From the judgment by default of the lower court the defendant appealed and now alleges that it committed an error in not granting the motions to set aside said judgment and permit the defendant to answer. It is admitted that the plaintiff and defendant resided in the same province. Under paragraph 2 of section 392 of Acts No. 190 it became the duty of the defendant to appear within twenty days from the service of the summons. The summons was served on the 15th day of May. The twenty days within which the defendant was required to appear expired on the 5th day of June. No appearance was filed by the defendant until perhaps the 7th day of June. It is admitted that the defendant mailed its appearance in the City of Manila on the 2d day of June, 1923. It is also a fact that mail, in the ordinary course, will arrive at Iloilo from Manila in two days. The defendant mailed its appearance at a time when in the ordinary course of events it would have reached the hand of the clerk of the court on or before the expiration of the time within which it was obliged to make reach its appearance. The reason that the appearance did not reach its destination was due to a fact over which the defendant had no control. The failure to make the appearance within the time prescribed by law was due to no fault of the defendant. The defendant evidently made an honest effort to comply with the law. To render a judgment against it without giving it an opportunity to be heard.
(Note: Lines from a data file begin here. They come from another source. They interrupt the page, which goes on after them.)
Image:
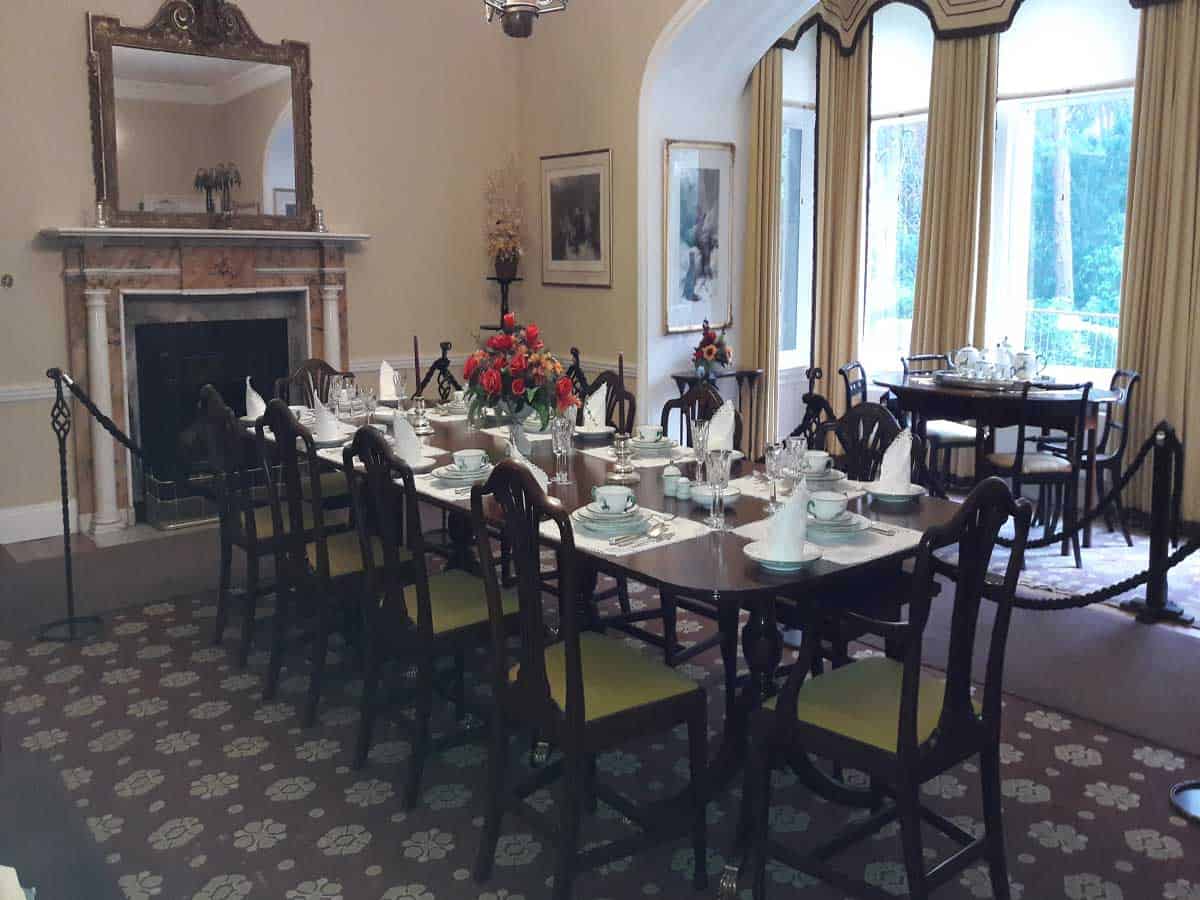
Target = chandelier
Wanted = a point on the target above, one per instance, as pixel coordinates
(517, 16)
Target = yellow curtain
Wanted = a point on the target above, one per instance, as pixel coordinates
(843, 130)
(760, 291)
(1161, 286)
(952, 274)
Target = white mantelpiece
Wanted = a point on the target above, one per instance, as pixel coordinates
(225, 235)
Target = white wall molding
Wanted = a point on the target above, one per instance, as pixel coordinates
(36, 521)
(23, 393)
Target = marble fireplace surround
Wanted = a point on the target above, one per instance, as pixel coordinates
(105, 269)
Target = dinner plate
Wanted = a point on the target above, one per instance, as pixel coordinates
(595, 509)
(453, 473)
(637, 525)
(857, 523)
(892, 495)
(702, 495)
(757, 552)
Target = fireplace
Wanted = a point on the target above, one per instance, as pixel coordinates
(112, 277)
(174, 345)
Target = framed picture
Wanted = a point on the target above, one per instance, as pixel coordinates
(697, 237)
(285, 201)
(576, 219)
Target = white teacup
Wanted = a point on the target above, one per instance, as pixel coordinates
(817, 461)
(615, 498)
(827, 505)
(649, 433)
(469, 460)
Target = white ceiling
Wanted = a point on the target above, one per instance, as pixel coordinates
(186, 78)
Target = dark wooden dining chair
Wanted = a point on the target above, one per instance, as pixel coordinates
(1110, 448)
(942, 435)
(582, 691)
(899, 724)
(297, 388)
(699, 403)
(439, 373)
(853, 378)
(243, 523)
(576, 373)
(411, 616)
(1059, 472)
(318, 569)
(817, 411)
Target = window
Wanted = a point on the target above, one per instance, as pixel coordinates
(797, 213)
(1063, 129)
(901, 61)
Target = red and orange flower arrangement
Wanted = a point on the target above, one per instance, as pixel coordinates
(712, 352)
(514, 373)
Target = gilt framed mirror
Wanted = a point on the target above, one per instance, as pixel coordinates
(196, 123)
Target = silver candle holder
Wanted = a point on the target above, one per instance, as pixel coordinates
(623, 472)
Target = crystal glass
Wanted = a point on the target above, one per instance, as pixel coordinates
(718, 469)
(562, 430)
(700, 445)
(777, 460)
(400, 382)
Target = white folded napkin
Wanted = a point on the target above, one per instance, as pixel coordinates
(789, 528)
(897, 466)
(594, 409)
(325, 425)
(720, 429)
(256, 407)
(407, 445)
(539, 474)
(387, 381)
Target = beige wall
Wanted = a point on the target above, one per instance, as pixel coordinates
(161, 145)
(581, 77)
(412, 102)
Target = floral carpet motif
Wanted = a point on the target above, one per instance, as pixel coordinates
(193, 787)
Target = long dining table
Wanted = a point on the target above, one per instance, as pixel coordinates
(1056, 409)
(711, 567)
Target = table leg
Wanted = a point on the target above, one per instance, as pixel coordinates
(1090, 484)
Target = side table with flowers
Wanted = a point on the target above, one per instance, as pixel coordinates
(515, 376)
(712, 352)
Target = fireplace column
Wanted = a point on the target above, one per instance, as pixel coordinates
(106, 516)
(329, 294)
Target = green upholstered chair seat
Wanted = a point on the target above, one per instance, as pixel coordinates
(333, 485)
(1032, 463)
(457, 600)
(616, 678)
(264, 526)
(346, 553)
(862, 702)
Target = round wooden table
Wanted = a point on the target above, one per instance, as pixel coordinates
(923, 395)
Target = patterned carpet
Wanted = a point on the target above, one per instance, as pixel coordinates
(192, 787)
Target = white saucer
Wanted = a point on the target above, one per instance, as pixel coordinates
(757, 552)
(589, 433)
(893, 495)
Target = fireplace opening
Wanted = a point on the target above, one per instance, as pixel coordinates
(174, 360)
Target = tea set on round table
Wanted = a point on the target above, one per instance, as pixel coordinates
(1006, 365)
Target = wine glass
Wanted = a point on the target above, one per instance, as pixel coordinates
(562, 430)
(718, 469)
(777, 460)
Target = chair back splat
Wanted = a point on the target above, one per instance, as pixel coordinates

It has been frequently decided that, if pleadings or other papers essential to a case are entrusted to the mails in due season and under proper precaution and are lost or miscarried, it will be ground for vacating a judgment by default. (Boyd v. Williams and Overbaugh, 70 N.J. Law, 185; Corning v. Tripp, 1 Howard’s Practice [N. Y. ], 14; Williams v. Richmond, etc. Railroad Co., 110 N. C., 466; Chicago, etc. Railway Co. v. Eastham, 30 L. R. A. [N. S. ], 740; 23 Cyc., 943; 15 Ruling Case Law, 708.)

A delay of mail, such as occurred in the present case, in our opinion amounts to accidents or surprise for which judgment by default may be set aside, especially when the defendant shows by affidavit or otherwise that he has a valid and meritorious defense. The time fixed for filing paper in a cause is generally directory and the court always has it in its power, in the exercise of a proper discretion, to extend the time fixed by law whenever the ends of justice would seem to demand such an extension. (Wood v. Fobes and Farnham, 5 Cal., 62.)

Considering the causes which prevented the defendant from making its appearance within the time prescribed by subparagraph 2 of article 392 of Act No. 190 and considering its showing that, if permitted to answer, it has a meritorious defense, we are of the opinion, and so decide, that the judgment by default rendered by the lower court should be and is hereby set aside, and it is hereby ordered and decreed that the defendant’s appearance be admitted and that it be given ten days in which to answer from notice of this decision. And without any finding as to costs, it is so ordered.

Araullo, C.J., Street, Malcolm, Avanceña, Ostrand, Johns, and Romualdez, JJ., concur.